Christian orthodoxy simply means holding to the true beliefs revealed in Scripture. These beliefs are often systematized as topical teachings such as the doctrine of Christ, the doctrine of the Trinity, the doctrine of justification, and so on. Genuine faith in the truth of the gospel is saving faith. No one having saving faith is “dead.” In Ephesians 2:1-8 Paul teaches that we were dead, but that God made us alive, and that He did so by grace through faith. It is also true that where genuine saving faith exists, it produces evidence in the lives of those who have it as Paul asserts in Ephesians 2:10. So when James says that faith without works is dead, he refers to something other than the type of faith that Paul says is a work of grace. It is the type of faith demons have (see James 2:17-19). In the gospel of John, John uses the term “believe” in two ways.[1] There are those, for example, who “believed” in John 8:30 but when confronted with their need to be set free began to debate Jesus and later accused him of sin (see John 8:31-47). Jesus told them they were definitely not from God. But in many other places in John those who believe are true believers who have eternal life.

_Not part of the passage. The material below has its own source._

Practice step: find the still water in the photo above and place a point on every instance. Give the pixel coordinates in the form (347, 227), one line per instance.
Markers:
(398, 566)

My conclusion is that “dead orthodoxy” is orthodoxy that people might fight for because of parochial reasons (“this is our tradition and no one is going to change it”) but in which they put only mental assent faith. I gave mental assent to creeds when I was 12 years old because it was my duty to join the church at that age; but I was a dead sinner. But it most assuredly was not the truth contained in the creeds that killed me; it was my unbelief. Those “believers” in John 8 proved themselves to be unbelievers by refusing to become Jesus’ disciples, learn the truth, and be set free.

Pietism misdiagnoses the problem and creates a false solution. It sees a compromised church that is apparently caught in dead orthodoxy. The real problem is not dead orthodoxy but spiritually dead sinners who give mental assent to orthodox truth but show no signs of regeneration. If indeed such a church existed (if truth really is there God has His remnant there as well), that church would be characterized by worldliness and sin. This is the case because dead sinners do not bear spiritual fruit. There was a church in Revelation that Jesus called “dead.” Pietism that holds to the true gospel but goes beyond it imagining that the dead sinners who are church members are Christians. When some of them become regenerate through the efforts of the pietists, they assume they have now entered a higher class of Christianity. They posit two types of Christian: “carnal” Christians and “spiritual” Christians. But in reality there are only Christians and dead sinners.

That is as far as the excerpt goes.